The Democrats on the left of the party, exemplified by Elizabeth Warren, Bernie Sanders and Kamala Harris, are running away with the health care debate.
The problem for those who, like myself, want to see health care extended and rationalized is that the real goals of reform have been abandoned for “universal health care” as an ideological and political goal; add a political prejudice against corporations and the idea of the most health care for all of the people gets lost, as it did in the debates.
There should be only two goals in health care reform: bring down the cost and see that everyone is covered.
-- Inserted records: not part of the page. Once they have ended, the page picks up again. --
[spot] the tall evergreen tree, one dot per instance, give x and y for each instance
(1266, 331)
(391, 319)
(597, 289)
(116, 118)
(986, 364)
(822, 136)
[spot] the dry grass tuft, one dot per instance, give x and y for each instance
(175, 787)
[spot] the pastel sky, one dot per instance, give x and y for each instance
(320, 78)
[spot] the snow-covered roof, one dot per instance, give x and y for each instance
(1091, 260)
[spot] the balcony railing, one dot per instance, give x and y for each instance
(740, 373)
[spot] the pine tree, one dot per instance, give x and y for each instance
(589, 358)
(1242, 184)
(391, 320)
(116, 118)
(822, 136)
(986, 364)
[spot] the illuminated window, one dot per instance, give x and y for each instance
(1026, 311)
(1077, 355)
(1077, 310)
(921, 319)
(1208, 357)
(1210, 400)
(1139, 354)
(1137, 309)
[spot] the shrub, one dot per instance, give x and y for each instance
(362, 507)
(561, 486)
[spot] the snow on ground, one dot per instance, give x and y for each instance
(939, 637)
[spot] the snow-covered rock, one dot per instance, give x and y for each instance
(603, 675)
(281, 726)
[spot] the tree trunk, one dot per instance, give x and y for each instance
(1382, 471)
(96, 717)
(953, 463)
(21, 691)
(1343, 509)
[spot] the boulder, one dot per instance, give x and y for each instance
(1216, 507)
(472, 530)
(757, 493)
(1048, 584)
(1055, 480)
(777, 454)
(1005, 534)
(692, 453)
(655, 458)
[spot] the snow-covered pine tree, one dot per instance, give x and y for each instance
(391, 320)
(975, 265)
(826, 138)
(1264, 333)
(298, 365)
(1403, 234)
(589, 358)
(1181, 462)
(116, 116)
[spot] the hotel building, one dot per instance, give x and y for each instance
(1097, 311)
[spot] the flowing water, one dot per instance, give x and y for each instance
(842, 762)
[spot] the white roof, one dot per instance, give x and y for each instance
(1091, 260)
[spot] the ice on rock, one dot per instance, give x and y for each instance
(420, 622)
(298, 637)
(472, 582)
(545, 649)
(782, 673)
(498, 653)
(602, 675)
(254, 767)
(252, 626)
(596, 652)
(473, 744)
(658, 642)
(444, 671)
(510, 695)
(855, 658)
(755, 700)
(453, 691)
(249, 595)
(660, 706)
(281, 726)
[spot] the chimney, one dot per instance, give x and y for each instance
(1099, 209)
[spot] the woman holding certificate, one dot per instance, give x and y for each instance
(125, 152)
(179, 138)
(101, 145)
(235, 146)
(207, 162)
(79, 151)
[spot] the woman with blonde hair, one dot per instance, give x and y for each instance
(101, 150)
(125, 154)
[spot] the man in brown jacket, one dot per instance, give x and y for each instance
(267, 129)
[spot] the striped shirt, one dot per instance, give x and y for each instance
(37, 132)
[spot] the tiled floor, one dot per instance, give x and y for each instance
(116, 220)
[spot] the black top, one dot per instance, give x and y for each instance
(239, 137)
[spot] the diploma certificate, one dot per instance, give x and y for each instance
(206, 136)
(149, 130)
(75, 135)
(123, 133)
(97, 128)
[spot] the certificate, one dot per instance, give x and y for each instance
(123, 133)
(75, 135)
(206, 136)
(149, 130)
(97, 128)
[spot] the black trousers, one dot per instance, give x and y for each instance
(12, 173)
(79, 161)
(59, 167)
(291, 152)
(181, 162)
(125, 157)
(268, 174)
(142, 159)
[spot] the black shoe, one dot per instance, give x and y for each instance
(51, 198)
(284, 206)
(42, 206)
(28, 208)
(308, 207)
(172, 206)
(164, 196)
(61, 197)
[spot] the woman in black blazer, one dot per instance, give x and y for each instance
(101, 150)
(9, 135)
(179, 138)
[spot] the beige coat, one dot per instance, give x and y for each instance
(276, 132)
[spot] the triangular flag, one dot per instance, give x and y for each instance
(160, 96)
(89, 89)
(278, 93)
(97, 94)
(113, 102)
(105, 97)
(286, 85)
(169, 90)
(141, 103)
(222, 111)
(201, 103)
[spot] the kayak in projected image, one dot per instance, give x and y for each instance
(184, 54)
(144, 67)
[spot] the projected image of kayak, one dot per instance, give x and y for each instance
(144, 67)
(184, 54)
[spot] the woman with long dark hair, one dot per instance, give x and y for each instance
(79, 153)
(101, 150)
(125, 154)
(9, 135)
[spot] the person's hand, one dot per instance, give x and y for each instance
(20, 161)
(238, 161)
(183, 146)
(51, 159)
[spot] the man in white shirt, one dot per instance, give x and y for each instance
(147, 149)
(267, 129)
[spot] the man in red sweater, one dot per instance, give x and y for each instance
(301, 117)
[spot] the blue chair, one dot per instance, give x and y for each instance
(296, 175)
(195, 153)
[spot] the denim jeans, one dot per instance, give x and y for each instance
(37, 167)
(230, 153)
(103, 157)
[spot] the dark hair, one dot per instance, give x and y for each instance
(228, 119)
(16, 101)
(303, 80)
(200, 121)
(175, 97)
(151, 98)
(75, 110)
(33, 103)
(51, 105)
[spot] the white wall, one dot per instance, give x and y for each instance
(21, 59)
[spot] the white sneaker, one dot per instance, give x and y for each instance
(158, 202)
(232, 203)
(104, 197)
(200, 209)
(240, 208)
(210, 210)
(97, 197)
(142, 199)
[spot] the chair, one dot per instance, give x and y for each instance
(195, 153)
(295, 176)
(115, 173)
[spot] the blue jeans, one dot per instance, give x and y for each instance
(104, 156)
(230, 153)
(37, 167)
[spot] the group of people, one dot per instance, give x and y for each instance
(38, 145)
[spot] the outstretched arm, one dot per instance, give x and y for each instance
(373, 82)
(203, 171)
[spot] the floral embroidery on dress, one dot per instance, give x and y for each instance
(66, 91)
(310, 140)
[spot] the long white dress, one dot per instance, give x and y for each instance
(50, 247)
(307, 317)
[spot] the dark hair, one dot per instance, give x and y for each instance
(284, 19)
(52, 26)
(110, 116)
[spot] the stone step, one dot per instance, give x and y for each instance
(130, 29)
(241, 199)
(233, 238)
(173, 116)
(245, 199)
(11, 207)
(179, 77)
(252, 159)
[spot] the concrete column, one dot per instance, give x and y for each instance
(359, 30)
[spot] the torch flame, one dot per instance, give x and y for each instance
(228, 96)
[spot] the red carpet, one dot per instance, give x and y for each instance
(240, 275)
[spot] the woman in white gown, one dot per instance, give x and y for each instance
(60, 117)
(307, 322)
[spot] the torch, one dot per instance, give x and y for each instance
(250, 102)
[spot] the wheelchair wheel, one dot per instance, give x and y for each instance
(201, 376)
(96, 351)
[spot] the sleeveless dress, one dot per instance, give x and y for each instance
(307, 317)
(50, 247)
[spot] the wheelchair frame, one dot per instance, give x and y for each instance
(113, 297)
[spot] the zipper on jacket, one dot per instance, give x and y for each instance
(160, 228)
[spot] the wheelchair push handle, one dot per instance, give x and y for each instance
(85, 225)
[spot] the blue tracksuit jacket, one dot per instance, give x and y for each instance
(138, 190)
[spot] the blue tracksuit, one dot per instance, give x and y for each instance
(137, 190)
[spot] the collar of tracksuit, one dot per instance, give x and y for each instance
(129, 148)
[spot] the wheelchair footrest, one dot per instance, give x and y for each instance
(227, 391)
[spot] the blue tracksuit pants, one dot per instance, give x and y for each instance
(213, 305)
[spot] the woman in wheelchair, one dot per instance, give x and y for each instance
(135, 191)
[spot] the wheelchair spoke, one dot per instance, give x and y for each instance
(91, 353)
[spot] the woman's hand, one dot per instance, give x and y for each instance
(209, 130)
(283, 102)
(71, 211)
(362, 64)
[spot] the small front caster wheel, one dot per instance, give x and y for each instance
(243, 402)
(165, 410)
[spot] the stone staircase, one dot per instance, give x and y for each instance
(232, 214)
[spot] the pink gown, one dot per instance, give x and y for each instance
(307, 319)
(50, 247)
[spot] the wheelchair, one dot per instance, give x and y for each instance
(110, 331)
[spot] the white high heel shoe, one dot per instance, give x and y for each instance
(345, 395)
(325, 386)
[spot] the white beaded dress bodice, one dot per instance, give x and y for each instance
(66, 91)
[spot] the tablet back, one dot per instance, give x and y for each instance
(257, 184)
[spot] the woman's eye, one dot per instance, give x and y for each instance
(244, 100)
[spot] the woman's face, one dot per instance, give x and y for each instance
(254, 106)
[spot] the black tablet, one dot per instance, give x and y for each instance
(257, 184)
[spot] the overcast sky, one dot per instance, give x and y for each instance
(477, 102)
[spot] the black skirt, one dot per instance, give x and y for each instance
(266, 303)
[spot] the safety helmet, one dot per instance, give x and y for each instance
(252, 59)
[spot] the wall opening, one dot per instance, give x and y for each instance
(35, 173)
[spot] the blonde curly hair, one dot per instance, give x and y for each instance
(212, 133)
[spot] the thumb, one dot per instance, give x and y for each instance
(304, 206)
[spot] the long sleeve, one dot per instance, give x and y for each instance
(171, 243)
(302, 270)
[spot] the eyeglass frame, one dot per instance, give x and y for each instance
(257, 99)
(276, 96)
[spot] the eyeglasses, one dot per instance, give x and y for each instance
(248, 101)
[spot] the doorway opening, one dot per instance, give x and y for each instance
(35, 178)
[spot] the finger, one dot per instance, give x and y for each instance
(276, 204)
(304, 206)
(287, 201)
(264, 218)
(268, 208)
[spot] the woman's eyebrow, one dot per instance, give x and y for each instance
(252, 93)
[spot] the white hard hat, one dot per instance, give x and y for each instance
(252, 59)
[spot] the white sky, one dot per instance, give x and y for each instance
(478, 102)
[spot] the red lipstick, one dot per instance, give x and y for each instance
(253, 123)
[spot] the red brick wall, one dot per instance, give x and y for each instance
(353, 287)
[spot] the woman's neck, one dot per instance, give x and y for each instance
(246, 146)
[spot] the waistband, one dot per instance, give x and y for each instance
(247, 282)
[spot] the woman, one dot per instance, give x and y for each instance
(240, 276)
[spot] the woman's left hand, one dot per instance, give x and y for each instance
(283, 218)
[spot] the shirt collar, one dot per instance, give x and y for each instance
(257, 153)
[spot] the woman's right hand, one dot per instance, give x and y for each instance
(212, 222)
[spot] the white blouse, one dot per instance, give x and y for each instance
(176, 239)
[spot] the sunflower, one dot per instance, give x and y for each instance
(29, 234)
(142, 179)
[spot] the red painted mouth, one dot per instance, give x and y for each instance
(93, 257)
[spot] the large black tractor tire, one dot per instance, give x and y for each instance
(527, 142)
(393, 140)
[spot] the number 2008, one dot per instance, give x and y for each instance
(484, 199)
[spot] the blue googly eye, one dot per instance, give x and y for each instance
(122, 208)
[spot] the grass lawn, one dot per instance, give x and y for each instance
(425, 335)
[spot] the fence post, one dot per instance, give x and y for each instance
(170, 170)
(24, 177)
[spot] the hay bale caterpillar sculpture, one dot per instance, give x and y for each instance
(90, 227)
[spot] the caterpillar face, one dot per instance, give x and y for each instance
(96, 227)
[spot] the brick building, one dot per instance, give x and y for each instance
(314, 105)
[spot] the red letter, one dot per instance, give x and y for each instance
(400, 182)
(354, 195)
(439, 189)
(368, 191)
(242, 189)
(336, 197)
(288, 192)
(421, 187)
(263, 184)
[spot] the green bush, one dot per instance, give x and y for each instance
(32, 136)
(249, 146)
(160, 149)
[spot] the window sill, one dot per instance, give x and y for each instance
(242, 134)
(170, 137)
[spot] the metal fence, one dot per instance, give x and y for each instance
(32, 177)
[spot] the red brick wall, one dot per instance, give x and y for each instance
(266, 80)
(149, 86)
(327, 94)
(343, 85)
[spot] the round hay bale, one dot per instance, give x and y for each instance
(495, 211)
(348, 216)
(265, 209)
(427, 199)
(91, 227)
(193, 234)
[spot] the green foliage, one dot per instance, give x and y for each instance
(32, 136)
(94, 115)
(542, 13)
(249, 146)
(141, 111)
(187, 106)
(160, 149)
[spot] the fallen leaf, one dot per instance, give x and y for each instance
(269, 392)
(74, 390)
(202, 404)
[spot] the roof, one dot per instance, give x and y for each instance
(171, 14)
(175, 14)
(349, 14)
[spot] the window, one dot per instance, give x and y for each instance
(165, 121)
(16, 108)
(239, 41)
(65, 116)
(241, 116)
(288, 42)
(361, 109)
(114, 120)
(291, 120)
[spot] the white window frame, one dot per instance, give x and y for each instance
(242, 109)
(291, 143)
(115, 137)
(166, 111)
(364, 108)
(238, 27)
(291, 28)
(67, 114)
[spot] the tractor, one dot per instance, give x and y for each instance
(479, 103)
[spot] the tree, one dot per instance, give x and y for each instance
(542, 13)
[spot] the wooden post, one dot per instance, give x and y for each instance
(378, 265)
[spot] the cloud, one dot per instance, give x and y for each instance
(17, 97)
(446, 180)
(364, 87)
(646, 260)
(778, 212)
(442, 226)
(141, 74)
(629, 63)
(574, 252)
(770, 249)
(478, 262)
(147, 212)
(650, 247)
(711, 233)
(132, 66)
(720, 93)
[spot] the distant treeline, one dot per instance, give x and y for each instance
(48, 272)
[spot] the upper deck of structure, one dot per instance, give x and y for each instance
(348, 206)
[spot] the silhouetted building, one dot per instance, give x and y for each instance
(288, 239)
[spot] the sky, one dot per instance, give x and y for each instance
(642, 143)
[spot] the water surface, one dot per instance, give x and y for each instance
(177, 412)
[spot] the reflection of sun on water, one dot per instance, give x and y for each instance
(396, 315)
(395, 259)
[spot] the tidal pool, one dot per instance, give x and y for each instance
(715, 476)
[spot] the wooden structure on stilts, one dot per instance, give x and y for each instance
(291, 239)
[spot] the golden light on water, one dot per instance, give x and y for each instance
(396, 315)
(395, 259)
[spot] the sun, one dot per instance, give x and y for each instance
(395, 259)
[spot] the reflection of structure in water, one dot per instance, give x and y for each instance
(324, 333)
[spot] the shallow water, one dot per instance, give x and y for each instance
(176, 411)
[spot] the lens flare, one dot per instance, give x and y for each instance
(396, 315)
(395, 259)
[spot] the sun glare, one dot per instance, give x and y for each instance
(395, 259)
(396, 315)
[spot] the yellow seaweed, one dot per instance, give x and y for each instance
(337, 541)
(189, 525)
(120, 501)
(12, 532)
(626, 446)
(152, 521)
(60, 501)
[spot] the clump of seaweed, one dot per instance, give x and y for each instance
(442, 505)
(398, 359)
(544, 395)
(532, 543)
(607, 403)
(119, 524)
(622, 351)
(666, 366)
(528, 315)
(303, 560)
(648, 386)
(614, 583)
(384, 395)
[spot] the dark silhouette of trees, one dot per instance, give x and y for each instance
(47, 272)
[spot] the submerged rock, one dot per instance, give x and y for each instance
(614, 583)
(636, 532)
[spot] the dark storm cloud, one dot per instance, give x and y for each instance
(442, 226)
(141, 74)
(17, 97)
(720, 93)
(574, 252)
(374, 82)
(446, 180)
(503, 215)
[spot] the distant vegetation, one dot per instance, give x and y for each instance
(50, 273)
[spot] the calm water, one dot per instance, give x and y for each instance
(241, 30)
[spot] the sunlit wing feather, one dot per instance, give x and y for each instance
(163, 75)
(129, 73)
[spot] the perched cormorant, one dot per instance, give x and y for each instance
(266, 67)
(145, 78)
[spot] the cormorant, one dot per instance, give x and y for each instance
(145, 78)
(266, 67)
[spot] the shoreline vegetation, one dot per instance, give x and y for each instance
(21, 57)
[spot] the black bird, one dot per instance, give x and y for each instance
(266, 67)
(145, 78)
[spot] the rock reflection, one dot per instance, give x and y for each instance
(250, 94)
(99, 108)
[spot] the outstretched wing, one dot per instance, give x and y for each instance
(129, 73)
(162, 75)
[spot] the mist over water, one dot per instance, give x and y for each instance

We in the United States have the costliest medicine on earth. We also have the spottiest and most risible coverage. We spend over 18 percent of our Gross Domestic Product on health care, nearly twice the cost of health care in other advanced countries like Britain, France, Germany and Holland. That is a huge cost, making us a less-competitive country. It comes not from medicine but rather from inefficient management.
We are a nation that venerates its business culture, but in health care, as it stands, we are protecting inefficiency as though it were a system. There are better ways, short of upending the whole structure, as Warren, Sanders and Harris would like to do, of fixing the system.
Serious reform is seriously needed.
Children’s National Hospital in Washington, for example, I am told, employs 150 people just to deal with the insurance companies, negotiating payments, securing permission for procedures and protesting disallowances. Presumably, there are as many people in the insurance companies on the other side of these transactions.
None of this huge personnel deployment is delivering health care or serving medicine. They are engaged in health care’s equivalent of a souk — bargaining care for money. It should change because it is enormously wasteful, let alone because it fails in its mission: delivering care to the sick.
Remember the old military saw: We had to destroy the town to save it.
In full bay at the Democratic debates in Detroit, Warren, Sanders and Harris were in competition both to junk all private health insurance and to trash the companies that provide it.
I have spent three decades studying health care delivery. While I am an unalloyed admirer of the National Health System in the United Kingdom, it is not for the United States. Not now.
I know the NHS: It has treated my family well since its inception and, briefly, myself. But I do not think we can trash what we have here root and branch and install a duplicate NHS. We have too much that would have to be changed; too large a new bureaucracy would have to be created.
I am in favor, though, of the government as a payer of last resort for those who cannot get coverage and those for whom treatment is too expensive for the insurer.
We need to regulate medicine and to take the uncertainty out of it. That uncertainty extends from patients who never know when they will be sideswiped by an out-of-network procedure and routine providers, to the hospitals that need to know what they will be paid. Coverage should be guaranteed, not negotiated.
I used to own a newsletter publishing and conference company in Washington. I provided health insurance, which cost me in well-being as well as dollars. The costs went up relentlessly and coverage was problematic. My top aide came down with a rare cancer. The treatment was fine, all paid for, but the post-treatment painkillers were not allowed. I tried to persuade the insurer — after all, we were a 20-strong group. They would not be moved. So my aide, who is French, had her sister send the medications from France, where she could get them for free as a citizen.
If we can get the horror of negotiation out of the system, care would be better, and costs would fall.
I am told the future might be based on what already is working well with Kaiser Permanente, an integrated managed care consortium that insures, provides doctors and hospitals in the package.
It is worth a look — before we start shelling the system to save it.